1. Insurance companies are interested in knowing the population percent of drivers who always buckle up before riding in a car.
When designing a study to determine this population proportion,
what is the minimum number of drivers you would need to survey to
be 95% confident that the population proportion is estimated to
within 0.04? (Round your answer up to the nearest whole
number.)
2. According to a poll, 75% of California adults (377 out of 506 surveyed) feel that education is one of the top issues facing California. We wish to construct a 90% confidence interval for the true proportion of California adults who feel that education is one of the top issues facing California.
Find a 90% confidence interval for the population proportion.

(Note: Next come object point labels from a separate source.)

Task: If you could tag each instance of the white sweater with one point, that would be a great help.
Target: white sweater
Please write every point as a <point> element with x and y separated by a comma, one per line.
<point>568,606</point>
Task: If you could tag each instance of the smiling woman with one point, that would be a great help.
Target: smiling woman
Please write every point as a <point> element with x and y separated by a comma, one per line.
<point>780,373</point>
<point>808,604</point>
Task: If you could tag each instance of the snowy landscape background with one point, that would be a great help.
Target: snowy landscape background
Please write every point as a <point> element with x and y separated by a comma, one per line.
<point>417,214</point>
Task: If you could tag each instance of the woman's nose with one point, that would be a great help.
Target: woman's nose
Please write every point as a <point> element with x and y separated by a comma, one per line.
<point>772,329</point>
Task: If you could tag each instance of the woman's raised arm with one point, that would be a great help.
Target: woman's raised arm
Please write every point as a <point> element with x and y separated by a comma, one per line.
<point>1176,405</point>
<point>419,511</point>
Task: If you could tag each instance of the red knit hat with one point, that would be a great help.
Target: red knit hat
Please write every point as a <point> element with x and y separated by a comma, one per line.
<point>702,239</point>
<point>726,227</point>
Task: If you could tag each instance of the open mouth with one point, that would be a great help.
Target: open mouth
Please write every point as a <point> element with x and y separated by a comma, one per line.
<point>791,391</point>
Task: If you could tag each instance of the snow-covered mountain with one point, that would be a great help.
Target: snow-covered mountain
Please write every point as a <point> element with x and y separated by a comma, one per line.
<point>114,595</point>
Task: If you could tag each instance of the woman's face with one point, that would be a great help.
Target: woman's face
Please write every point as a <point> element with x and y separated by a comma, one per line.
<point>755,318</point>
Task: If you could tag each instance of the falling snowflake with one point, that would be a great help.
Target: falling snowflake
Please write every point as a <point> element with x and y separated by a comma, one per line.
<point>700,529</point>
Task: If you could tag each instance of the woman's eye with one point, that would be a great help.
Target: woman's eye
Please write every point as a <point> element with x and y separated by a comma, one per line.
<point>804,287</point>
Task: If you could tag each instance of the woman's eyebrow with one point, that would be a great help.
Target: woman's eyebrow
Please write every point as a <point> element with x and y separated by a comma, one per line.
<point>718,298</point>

(Round your answers to three decimal places.)
( ? , ? )
1. Solution :
Given that margin of error E = 0.04
=> if we don't know, assume that p = q = 0.5
=> for 95% confidence level, Z = 1.96
=> Sample size n = p*q*(Z/E)^2
= 0.5*0.5*(1.96/0.04)^2
= 600.25
= 600 (nearest whole number)
2. Solution :
Given that p = 0.75 , n = 506
=> q = 1 - p = 0.25
=> for 90% confidence level, Z = 1.645
=> A 90% confidence interval of the population proportion is
=> p +/- Z*sqrt(p*q/n)
=> 0.75 +/- 1.645*sqrt(0.75*0.25/506)
=> (0.7183,0.7817)
=> (0.718,0.782) (rounded)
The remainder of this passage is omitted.